Dems Pushing Through Nuclear Commission Nominee Who Recently Visited His First Nuke Energy Plant
WASHINGTON – Republicans on the Senate Environment and Public Works Committee remain annoyed that Democrats are pressing ahead with the appointment of Jeff Baran to the Nuclear Regulatory Commission without a confirmation hearing before the full panel.
The nomination made it through the committee on Dec. 2. The 10 affirmative votes in Baran’s favor came from Democrats. Republicans did not attend the session -- all voted no by proxy. The nomination is scheduled to come before the full Senate on Monday.
It is expected to pass despite widespread Republican opposition thanks in large measure to a rules change earlier this year that prohibits filibusters of presidential appointees.
Sen. David Vitter (R-La.), ranking member on the Senate Environment and Public Works Committee, said the decision by Sen. Barbara Boxer (D-Calif.), the chairman, to proceed without providing lawmakers the opportunity to question Baran broke committee precedent.
"The safety and success of our nuclear future depends on the members of NRC to be highly qualified, independent, and thoughtful," Vitter said. "Clearly, it is irresponsible to extend Jeff Baran's term considering how he lacks the necessary scientific experience and education -- especially without a full committee hearing to consider his nomination for a full term.”
Vitter and the other committee members sought permission to question Baran on his nomination but Boxer denied the request, asserting that Baran has only recently gone through the confirmation process. He was appointed by President Obama to fill the unexpired term of commission member William Magwood and confirmed by the full Senate earlier this year.
Baran was sworn in on Oct. 14. His current term ends on June 30, 2015. He subsequently was nominated to fill the unexpired term of departing Commission Chairwoman Allison MacFarlane.

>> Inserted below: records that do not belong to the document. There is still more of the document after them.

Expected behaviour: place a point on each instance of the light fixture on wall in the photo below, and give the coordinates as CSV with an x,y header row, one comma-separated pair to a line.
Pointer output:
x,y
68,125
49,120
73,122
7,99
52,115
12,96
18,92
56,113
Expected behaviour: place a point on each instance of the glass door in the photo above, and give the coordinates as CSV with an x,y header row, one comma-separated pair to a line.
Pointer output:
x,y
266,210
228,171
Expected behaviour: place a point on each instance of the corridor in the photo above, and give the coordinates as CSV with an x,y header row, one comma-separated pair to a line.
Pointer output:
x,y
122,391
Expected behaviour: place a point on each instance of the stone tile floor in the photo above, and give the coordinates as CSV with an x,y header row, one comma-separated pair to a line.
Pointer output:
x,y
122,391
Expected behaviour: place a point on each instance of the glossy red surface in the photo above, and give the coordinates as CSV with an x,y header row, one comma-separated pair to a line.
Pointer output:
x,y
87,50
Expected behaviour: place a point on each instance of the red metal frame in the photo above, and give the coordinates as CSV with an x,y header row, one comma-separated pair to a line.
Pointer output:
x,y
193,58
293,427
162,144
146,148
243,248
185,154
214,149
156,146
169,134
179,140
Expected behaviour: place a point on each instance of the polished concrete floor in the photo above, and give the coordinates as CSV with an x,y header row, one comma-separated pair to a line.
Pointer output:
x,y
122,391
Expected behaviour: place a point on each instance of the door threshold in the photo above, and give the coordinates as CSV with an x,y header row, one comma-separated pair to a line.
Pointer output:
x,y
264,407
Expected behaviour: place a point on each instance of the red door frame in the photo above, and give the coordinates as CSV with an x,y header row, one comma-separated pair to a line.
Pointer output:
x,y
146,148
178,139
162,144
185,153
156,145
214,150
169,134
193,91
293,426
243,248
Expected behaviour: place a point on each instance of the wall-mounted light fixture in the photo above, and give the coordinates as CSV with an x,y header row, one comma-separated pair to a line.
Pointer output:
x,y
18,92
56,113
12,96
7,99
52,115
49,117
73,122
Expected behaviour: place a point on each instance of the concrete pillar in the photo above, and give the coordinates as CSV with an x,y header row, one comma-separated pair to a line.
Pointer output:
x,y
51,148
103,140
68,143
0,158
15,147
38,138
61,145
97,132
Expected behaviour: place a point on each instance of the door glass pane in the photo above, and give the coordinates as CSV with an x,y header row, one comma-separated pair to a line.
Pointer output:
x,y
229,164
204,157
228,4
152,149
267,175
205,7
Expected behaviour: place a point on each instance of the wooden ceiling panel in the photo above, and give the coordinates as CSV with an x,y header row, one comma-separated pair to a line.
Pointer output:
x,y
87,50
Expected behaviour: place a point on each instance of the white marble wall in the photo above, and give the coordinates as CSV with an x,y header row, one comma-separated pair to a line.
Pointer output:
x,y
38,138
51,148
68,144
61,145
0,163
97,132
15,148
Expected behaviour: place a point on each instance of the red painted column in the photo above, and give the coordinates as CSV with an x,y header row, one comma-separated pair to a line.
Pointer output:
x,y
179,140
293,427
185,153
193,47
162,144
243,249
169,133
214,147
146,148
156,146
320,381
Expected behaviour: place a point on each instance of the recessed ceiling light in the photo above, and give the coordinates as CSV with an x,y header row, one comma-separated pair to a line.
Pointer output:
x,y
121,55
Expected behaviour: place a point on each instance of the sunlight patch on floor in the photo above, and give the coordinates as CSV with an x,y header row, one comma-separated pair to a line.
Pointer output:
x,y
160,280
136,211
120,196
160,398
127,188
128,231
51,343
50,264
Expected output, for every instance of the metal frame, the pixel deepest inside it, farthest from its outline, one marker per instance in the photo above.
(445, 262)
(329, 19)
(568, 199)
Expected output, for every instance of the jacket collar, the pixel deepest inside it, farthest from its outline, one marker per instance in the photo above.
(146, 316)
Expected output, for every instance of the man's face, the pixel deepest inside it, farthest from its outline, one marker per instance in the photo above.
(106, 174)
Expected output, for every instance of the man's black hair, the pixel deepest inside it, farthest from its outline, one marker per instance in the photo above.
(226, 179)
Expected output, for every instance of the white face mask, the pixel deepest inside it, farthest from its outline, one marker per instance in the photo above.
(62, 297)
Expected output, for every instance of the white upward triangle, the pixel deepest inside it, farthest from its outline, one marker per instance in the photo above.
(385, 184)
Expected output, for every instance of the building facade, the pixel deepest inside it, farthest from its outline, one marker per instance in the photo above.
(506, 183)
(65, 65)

That term extends to June 30, 2018.
In a letter dated Nov. 18, the committee’s GOP members said appointing Baran to a four-year term as opposed to his current term extending only 10 months is “drastic and many questions remain concerning the qualifications of Baran.”
The letter added, “It is imperative to the security and reliability of our nation’s energy needs that the members of the NRC be independent, thoughtful and highly qualified. We have a responsibility on behalf of our constituencies to hold a full committee hearing on Baran to consider if he possesses the capabilities to adequately fulfill his duties in a term of this length.”